On 1/16/2015 3:30 AM, Srinivas Kandagatla wrote:
Hi All,

I am hitting boot failures when I did try to reserve memory with no-map flag using DT. Basically kernel just hangs with no indication of whats going on. Added some debug to find out the location, it was some where while dma mapping at kmap_atomic() in __dma_clear_buffer().
reserving.

The issue is very much identical to http://lists.infradead.org/pipermail/linux-arm-kernel/2014-October/294773.html but the memory reserve in my case is at start of the memory. I tried the same fixes on this thread but it did not help.

Platform: IFC6410 with APQ8064 which is a v7 platform with 2GB of memory starting at 0x80000000 and kernel is always loaded at 0x80200000
And am using multi_v7_defconfig.

Meminfo without memory reserve:
80000000-88dfffff : System RAM
    80208000-80e5d307 : Kernel code
    80f64000-810be397 : Kernel data
8a000000-8d9fffff : System RAM
8ec00000-8effffff : System RAM
8f700000-8fdfffff : System RAM
90000000-af7fffff : System RAM

DT entry:
         reserved-memory {
                 #address-cells = <1>;
                 #size-cells = <1>;
                 ranges;
                 smem@80000000 {
                         reg = <0x80000000 0x200000>;
                         no-map;
                 };
         };

If I remove the no-map flag, then I can boot the board. But I don’t want kernel to map this memory at all, as this a IPC memory.

I just wanted to understand whats going on here, Am guessing that kernel would never touch that 2MB memory.

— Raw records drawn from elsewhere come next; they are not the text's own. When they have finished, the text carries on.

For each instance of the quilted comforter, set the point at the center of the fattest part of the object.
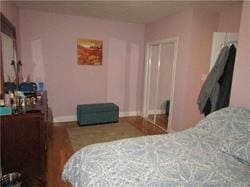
(194, 157)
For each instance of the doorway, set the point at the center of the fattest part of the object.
(159, 82)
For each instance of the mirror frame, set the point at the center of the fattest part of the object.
(9, 29)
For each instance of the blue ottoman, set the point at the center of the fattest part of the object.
(97, 113)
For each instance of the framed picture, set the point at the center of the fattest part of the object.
(89, 52)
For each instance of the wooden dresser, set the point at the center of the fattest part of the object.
(24, 139)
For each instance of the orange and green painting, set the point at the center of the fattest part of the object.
(89, 52)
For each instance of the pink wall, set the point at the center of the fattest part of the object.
(194, 28)
(49, 54)
(229, 20)
(241, 82)
(10, 10)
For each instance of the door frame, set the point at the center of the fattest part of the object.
(147, 77)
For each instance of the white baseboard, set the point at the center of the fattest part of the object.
(156, 112)
(64, 119)
(74, 118)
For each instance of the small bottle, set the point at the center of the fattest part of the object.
(7, 99)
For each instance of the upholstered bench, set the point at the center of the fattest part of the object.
(97, 113)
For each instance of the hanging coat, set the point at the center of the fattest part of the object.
(225, 80)
(210, 88)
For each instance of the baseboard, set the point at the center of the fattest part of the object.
(74, 118)
(169, 130)
(64, 119)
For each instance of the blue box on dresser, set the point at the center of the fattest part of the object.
(97, 113)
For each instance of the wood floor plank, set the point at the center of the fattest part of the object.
(60, 149)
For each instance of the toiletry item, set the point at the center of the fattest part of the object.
(1, 102)
(7, 99)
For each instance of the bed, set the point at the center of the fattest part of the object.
(216, 152)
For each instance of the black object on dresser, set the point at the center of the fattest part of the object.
(24, 139)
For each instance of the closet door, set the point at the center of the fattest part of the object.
(153, 74)
(164, 84)
(161, 57)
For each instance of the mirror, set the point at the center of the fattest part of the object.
(9, 65)
(159, 82)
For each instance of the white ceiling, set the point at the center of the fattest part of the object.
(129, 11)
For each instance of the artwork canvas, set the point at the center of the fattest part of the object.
(89, 52)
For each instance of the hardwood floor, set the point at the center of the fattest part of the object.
(60, 150)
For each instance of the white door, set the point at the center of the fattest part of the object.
(159, 82)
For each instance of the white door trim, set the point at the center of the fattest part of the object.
(147, 77)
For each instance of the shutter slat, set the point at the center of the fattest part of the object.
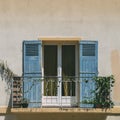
(88, 64)
(32, 72)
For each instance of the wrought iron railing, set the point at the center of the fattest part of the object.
(52, 91)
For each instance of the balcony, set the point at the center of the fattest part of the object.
(54, 92)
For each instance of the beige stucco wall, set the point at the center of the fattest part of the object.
(5, 93)
(89, 19)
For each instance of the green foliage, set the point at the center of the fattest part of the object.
(5, 72)
(24, 102)
(102, 92)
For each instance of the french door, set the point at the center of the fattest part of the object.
(59, 86)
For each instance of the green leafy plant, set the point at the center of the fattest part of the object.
(24, 102)
(5, 72)
(102, 92)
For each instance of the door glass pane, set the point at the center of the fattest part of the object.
(68, 70)
(50, 70)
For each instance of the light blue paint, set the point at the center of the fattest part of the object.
(88, 51)
(32, 72)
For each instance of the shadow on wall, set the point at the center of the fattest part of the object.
(115, 65)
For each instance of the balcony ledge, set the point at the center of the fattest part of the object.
(115, 110)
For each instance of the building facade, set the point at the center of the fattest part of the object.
(65, 25)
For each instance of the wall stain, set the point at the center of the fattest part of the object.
(115, 66)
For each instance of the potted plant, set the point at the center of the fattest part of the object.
(102, 92)
(24, 102)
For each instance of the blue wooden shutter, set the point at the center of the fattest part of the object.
(32, 72)
(88, 69)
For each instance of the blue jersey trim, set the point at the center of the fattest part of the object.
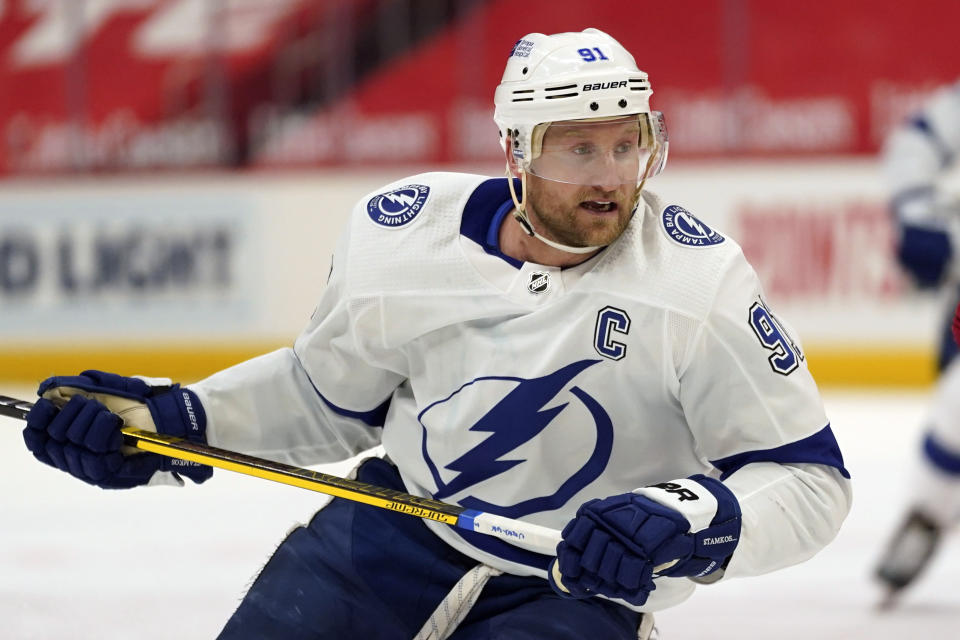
(373, 418)
(820, 448)
(484, 213)
(941, 457)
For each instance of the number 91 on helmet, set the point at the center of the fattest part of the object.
(574, 108)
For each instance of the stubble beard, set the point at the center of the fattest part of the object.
(562, 220)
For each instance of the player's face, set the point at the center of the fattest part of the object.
(581, 188)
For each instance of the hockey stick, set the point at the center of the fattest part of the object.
(532, 537)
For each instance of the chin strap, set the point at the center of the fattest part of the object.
(520, 213)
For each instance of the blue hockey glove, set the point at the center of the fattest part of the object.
(616, 546)
(924, 253)
(75, 426)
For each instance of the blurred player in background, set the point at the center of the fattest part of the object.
(915, 160)
(558, 345)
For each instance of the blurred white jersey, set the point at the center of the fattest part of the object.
(918, 153)
(525, 390)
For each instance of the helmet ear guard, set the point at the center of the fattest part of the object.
(585, 77)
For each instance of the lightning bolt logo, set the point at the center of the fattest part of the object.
(402, 200)
(516, 419)
(686, 229)
(693, 223)
(398, 208)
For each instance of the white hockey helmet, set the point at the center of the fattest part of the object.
(575, 80)
(585, 76)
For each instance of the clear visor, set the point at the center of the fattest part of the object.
(603, 152)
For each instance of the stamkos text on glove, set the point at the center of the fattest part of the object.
(718, 540)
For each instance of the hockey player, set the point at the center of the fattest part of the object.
(559, 345)
(915, 160)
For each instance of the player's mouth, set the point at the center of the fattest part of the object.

Does arm-kernel has limitation on unmapping/memblock_remove() such memory locations?
Or
Is this a known issue?

Any pointers to debug this issue?

Before the kernel hangs it reports 2 errors like:

BUG: Bad page state in process swapper  pfn:fffa8
page:ef7fb500 count:0 mapcount:0 mapping:  (null) index:0x0
flags: 0x96640253(locked|error|dirty|active|arch_1|reclaim|mlocked)
page dumped because: PAGE_FLAGS_CHECK_AT_FREE flag(s) set
bad because of flags:
flags: 0x200041(locked|active|mlocked)
Modules linked in:
CPU: 0 PID: 0 Comm: swapper Not tainted 3.19.0-rc3-00007-g412f9ba-dirty #816
Hardware name: Qualcomm (Flattened Device Tree)
[<c0218280>] (unwind_backtrace) from [<c0212be8>] (show_stack+0x20/0x24)
[<c0212be8>] (show_stack) from [<c0af7124>] (dump_stack+0x80/0x9c)
[<c0af7124>] (dump_stack) from [<c0301570>] (bad_page+0xc8/0x128)
[<c0301570>] (bad_page) from [<c03018a8>] (free_pages_prepare+0x168/0x1e0)
[<c03018a8>] (free_pages_prepare) from [<c030369c>] (free_hot_cold_page+0x3c/0x174)
[<c030369c>] (free_hot_cold_page) from [<c0303828>] (__free_pages+0x54/0x58)
[<c0303828>] (__free_pages) from [<c030395c>] (free_highmem_page+0x38/0x88)
[<c030395c>] (free_highmem_page) from [<c0f62d5c>] (mem_init+0x240/0x430)
[<c0f62d5c>] (mem_init) from [<c0f5db3c>] (start_kernel+0x1e4/0x3c8)
[<c0f5db3c>] (start_kernel) from [<80208074>] (0x80208074)
Disabling lock debugging due to kernel taint


Full kernel log with memblock debug at http://paste.ubuntu.com/9761000/


I don't have an IFC handy but I was able to reproduce the same issue on another board.
I think this is an underlying issue in mm code.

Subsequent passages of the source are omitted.